Project Open Book, the Yale University Library's effort to convert 10, 000 books from microfilm to digital imagery, is currently in an advanced state of planning and organization. The Yale Library has selected a major vendor to serve as a partner in the project and as systems integrator. In its proposal, the successful vendor helped isolate areas of risk and uncertainty as well as key issues to be addressed during the life of the project. The Yale Library is now poised to decide what material it will convert to digital image form and to seek funding, initially for the first phase and then for the entire project.
The proposal that Yale accepted for the implementation of Project Open Book will provide at the end of three phases a conversion subsystem, browsing stations distributed on the campus network within the Yale Library, a subsystem for storing 10,000 books at 200 and 600 dots per inch, and network access to the image printers. Pricing for the system implementation assumes the existence of Yale's campus ethernet network and its high-speed image printers, and includes other requisite hardware and software, as well as system integration services. Proposed operating costs include hardware and software maintenance, but do not include estimates for the facilities management of the storage devices and image servers.
Yale selected its vendor partner in a formal process, partly funded by the Commission for Preservation and Access. Following a request for proposal, the Yale Library selected two vendors as finalists to work with Yale staff to generate a detailed analysis of requirements for Project Open Book. Each vendor used the results of the requirements analysis to generate and submit a formal proposal for the entire project. This competitive process not only enabled the Yale Library to select its primary vendor partner but also revealed much about the state of the imaging industry, about the varying, corporate commitments to the markets for imaging technology, and about the varying organizational dynamics through which major companies are responding to and seeking to develop these markets.
Project Open Book is focused specifically on the conversion of images from microfilm to digital form. The technology for scanning microfilm is readily available but is changing rapidly. In its project requirements, the Yale Library emphasized features of the technology that affect the technical quality of digital image production and the costs of creating and storing the image library: What levels of digital resolution can be achieved by scanning microfilm? How does variation in the quality of microfilm, particularly in film produced to preservation standards, affect the quality of the digital images? What technologies can an operator effectively and economically apply when scanning film to separate two-up images and to control for and correct image imperfections? How can quality control best be integrated into digitizing work flow that includes document indexing and storage?
The actual and expected uses of digital images—storage, browsing, printing, and OCR—help determine the standards for measuring their quality. Browsing is especially important, but the facilities available for readers to browse image documents is perhaps the weakest aspect of imaging technology and most in need of development. As it defined its requirements, the Yale Library concentrated on some fundamental aspects of usability for image documents: Does the system have sufficient flexibility to handle the full range of document types, including monographs, multi-part and multivolume sets, and serials, as well as manuscript collections? What conventions are necessary to identify a document uniquely for storage and retrieval? Where is the database of record for storing bibliographic information about the image document? How are basic internal structures of documents, such as pagination, made accessible to the reader? How are the image documents physically presented on the screen to the reader?
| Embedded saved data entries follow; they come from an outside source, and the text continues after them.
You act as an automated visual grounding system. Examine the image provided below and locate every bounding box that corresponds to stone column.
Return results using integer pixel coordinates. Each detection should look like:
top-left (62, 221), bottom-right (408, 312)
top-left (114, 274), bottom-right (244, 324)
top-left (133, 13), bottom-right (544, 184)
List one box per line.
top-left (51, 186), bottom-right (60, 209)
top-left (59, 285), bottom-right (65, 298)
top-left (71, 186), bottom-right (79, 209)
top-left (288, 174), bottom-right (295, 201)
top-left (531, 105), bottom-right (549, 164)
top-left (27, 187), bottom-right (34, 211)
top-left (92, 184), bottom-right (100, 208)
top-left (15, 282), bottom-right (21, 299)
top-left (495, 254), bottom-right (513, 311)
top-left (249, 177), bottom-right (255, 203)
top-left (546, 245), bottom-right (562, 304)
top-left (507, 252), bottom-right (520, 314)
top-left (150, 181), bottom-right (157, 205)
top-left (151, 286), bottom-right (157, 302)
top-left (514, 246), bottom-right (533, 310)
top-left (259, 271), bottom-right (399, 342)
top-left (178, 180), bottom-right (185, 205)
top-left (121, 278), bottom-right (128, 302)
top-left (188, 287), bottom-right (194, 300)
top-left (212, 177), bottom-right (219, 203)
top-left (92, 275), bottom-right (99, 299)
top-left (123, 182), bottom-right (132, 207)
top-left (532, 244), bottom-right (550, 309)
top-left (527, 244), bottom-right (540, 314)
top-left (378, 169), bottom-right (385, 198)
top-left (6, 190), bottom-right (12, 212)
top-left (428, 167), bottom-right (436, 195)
The Yale Library designed Project Open Book on the assumption that microfilm is more than adequate as a medium for preserving the content of deteriorated library materials. As planning in the project has advanced, it is increasingly clear that the challenge of digital image technology and the key to the success of efforts like Project Open Book is to provide a means of both preserving and improving access to those deteriorated materials.
SESSION IV-B
George THOMA
In the use of electronic imaging for document preservation, there are several issues to consider, such as: ensuring adequate image quality, maintaining substantial conversion rates (through-put), providing unique identification for automated access and retrieval, and accommodating bound volumes and fragile material.
To maintain high image quality, image processing functions are required to correct the deficiencies in the scanned image. Some commercially available systems include these functions, while some do not. The scanned raw image must be processed to correct contrast deficiencies— both poor overall contrast resulting from light print and/or dark background, and variable contrast resulting from stains and bleed-through. Furthermore, the scan density must be adequate to allow legibility of print and sufficient fidelity in the pseudo-halftoned gray material. Borders or page-edge effects must be removed for both compactibility and aesthetics. Page skew must be corrected for aesthetic reasons and to enable accurate character recognition if desired. Compound images consisting of both two-toned text and gray-scale illustrations must be processed appropriately to retain the quality of each.